CHAPTER 22
The Antwerp
He moved back in with Art and Clare. He slept for eighteen hours, woke up, and went around the corner to the Rialto for a triple feature. He dug dandelions out of the lawn. He tried to stay out of the way. And then, in one black day, three terrible things happened —he lost the car, they kicked him out, and a girl laughed at him. The pearl gray Chevy was parked in front of the house and, bang, somebody took it during the night. The cops shrugged. Francis had left the keys in it. Welcome to the city, boy-o. There was no insurance, of course. Tough beans. “Looks like you’re on foot now,” said Art. Frank walked downtown to kill time in Dayton’s and caught the eye of a beautiful girl with long black hair as she bent down to re-arrange the ties in the men’s tie counter, and she looked away and snickered, a withering laugh, like she had seen something in his nose. And then Art took him to the Pascal for a big lunch, duck soup, porterhouse steak, mince pie, the works, and two bottles of beer. Art had a double bourbon. He was not slow getting to the point. Clare was feeling poorly, he said, and he thought it best if Francis got a room at the Antwerp. It was convenient, right next to the Ogden, a nice old brick apartment building that Ray Soderbjerg owned. “A lotta the radio folks put up there, it’s clean and cheap. I’ll take care of your rent until you’re on your feet. I got an appointment for you to see Roy Jr. about a job. You’re in, so don’t worry about it.” Art looked older and wearier than Francis remembered him being a few weeks ago.

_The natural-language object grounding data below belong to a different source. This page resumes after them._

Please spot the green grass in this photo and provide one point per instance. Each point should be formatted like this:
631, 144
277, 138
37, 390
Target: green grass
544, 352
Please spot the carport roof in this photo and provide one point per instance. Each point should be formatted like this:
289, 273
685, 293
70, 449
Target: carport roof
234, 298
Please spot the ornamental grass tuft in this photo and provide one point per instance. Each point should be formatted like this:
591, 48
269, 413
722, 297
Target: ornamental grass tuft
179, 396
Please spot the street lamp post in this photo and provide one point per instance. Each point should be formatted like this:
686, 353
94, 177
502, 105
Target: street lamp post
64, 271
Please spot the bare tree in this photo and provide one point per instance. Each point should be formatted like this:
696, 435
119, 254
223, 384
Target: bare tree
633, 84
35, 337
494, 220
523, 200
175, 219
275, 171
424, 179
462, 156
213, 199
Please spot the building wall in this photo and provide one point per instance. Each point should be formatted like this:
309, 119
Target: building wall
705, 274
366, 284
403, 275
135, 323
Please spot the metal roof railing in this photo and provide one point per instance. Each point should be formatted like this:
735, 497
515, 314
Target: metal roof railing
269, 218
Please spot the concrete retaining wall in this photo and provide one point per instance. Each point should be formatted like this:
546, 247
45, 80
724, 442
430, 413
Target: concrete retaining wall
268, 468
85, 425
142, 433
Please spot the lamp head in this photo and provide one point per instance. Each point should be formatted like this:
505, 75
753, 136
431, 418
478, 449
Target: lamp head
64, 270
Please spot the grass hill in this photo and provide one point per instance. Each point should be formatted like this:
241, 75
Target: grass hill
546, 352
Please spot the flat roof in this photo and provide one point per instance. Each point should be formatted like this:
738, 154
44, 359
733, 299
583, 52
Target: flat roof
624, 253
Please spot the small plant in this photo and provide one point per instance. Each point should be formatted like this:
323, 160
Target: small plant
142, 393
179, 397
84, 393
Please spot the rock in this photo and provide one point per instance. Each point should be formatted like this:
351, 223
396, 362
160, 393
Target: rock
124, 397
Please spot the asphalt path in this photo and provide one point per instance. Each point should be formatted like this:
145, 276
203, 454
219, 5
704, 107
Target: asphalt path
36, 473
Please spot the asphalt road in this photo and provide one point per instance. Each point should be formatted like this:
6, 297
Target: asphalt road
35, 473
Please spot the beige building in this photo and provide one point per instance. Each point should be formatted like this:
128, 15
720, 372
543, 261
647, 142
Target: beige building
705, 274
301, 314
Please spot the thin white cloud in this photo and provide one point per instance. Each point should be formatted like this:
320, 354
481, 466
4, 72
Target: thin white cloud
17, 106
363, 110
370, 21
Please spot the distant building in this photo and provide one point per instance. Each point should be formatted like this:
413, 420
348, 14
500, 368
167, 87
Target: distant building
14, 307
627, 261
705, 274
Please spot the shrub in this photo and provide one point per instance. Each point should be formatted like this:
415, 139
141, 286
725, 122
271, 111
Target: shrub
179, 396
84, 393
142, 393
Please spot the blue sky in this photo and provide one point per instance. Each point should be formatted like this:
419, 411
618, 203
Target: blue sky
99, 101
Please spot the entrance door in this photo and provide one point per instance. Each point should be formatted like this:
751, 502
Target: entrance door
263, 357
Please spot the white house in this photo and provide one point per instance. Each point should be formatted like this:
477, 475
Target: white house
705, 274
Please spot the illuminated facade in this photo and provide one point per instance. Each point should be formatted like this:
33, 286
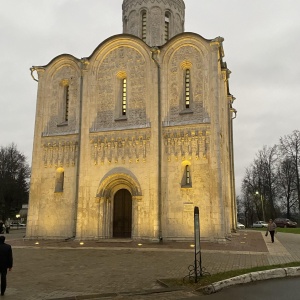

“Are you okay, Uncle Art? You look peaked.” In fact, Art looked worse than peaked, he looked to be at the end of his rope.
“That’s Clare that’s sick. I don’t know what’s wrong with her. But I’m fine,” he said. To prove it, he pulled a quarter out of Frank’s ear.
“By the way, I’ve changed my name to Frank White,” said Frank.
“Okay,” said Art. “I’ll try to keep that in mind.”
“And thank you for everything.”
Art sighed. “I hope you make friends here,” he said. “That’s important. You’re too much of a loner, Francis. And I can’t be looking after you. You’re on your own now, you understand?”
Frank nodded. He understood it by the fact that Art did not say that he hoped Frank would come have dinner with them often.
Art said, “I’ll take you over to the Antwerp tomorrow. Introduce you to Mr. Odom.”
“Why not today?”
So they drove home to collect his things. Some clothes, a red mackinaw, a couple hundred books, a “Minnesota’s World-Famous Hull-Rust-Mahoning Open Pit Mine” poster (a gift from Art), a plaster bust of Abraham Lincoln, a few games, Pit, Rook, Authors—amazing to think that he lived here for all those years.
“Take the bedspread and a couple blankets,” said Art, in an expansive mood. He peeled off ten twenty-dollar bills. Here.
When he pulled up in front of the Antwerp, Art didn’t make a move to get out of the car. “See you at work,” said Frank and opened the door.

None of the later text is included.